Mas infelizmente este está longe de ser caso único. Vários são os “interiores” de quarteirão, que se arrastam numa condição equivalente há décadas, não sendo sequer exclusivo da Freguesia de S. Sebastião. Qualquer um de nós pode encontrar exemplos equivalentes em todas as outras freguesias de Setúbal.

Apesar de ser consensual que Setúbal melhorou a imagem urbana esta tem-se concentrado nos principais eixos viários e nos espaços e edifícios públicos de maior centralidade e visibilidade (por vezes excessivamente) deixando as zonas menos visíveis sem resolução de fundo e votadas ao abandono.

Melhorar só o que é visível pode deixar, numa primeira fase, a maioria das pessoas satisfeitas. Todos os cidadãos desejam ter acesso à qualidade.
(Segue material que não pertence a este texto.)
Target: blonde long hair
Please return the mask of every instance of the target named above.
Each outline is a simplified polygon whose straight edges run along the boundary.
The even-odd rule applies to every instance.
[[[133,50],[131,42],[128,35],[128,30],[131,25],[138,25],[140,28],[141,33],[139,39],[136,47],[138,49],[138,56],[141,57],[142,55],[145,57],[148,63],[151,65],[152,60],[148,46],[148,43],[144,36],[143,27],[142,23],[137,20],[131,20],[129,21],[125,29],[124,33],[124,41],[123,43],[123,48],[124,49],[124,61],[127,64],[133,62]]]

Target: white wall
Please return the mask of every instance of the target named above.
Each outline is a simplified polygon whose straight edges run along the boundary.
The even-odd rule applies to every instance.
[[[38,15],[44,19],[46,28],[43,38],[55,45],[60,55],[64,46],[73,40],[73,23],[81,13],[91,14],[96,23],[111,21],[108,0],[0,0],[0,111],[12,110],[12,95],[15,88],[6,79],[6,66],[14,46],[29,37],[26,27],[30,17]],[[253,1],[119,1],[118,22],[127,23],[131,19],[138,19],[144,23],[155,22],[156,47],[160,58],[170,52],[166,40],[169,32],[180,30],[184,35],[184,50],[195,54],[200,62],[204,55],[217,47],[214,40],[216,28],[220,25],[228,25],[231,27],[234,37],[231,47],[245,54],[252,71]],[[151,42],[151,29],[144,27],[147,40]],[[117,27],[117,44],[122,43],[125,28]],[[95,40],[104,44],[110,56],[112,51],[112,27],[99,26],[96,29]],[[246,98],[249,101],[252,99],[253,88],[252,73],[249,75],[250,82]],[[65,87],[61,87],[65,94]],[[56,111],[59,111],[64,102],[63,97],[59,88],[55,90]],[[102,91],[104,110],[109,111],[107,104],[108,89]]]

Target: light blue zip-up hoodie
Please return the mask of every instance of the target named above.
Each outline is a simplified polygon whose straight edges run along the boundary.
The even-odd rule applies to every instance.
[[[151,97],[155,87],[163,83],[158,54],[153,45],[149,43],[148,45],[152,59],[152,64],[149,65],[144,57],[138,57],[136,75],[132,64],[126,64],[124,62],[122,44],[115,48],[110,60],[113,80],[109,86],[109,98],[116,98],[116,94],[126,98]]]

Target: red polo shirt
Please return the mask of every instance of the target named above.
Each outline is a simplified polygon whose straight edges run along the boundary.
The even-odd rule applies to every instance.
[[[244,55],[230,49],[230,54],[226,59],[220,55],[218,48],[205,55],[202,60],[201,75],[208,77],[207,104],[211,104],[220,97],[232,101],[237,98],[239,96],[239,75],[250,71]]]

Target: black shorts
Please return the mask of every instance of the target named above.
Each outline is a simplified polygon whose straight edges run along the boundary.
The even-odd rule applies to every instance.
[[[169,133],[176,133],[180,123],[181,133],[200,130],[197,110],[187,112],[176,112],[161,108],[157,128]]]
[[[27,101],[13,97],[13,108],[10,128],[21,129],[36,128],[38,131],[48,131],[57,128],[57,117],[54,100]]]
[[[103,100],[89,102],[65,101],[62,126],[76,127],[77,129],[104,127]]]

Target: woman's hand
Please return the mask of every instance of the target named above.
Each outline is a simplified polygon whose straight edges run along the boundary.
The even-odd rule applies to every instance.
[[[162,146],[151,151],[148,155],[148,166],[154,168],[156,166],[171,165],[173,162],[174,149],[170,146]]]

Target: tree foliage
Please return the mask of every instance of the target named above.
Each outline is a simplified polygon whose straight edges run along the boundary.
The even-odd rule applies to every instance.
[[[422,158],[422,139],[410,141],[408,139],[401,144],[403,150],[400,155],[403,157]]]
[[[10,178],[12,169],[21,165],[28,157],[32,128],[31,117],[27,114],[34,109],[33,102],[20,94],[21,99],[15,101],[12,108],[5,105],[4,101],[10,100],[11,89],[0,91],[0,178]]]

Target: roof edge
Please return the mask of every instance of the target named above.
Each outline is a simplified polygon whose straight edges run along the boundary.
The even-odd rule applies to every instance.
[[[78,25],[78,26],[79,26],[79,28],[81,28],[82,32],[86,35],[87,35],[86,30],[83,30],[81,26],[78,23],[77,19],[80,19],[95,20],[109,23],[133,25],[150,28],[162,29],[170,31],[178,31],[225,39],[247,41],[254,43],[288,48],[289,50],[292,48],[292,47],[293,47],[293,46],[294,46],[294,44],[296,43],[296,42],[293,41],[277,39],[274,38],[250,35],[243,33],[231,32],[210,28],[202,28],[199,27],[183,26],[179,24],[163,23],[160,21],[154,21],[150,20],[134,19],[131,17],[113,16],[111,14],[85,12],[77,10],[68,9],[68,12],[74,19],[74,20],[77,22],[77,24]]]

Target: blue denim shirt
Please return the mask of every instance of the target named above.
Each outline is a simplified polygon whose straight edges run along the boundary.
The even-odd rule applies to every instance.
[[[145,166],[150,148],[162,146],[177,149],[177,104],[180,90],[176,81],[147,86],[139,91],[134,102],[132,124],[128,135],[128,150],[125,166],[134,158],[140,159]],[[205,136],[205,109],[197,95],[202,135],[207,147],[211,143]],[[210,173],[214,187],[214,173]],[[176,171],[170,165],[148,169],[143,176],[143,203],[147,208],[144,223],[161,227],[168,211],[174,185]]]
Contudo,  a desilusão é inevitável quando, por contraste, se verifica que zonas desqualificadas se mantêm. O grau de exigência aumenta quando se eleva a qualidade, tornando mais evidente a sua ausência.


Jobs continua por isso a ter razão. Não dar atenção ao que está menos visível vai, a prazo, ajudar a desqualificar a apreciação global do produto, mesmo quando o produto é uma cidade.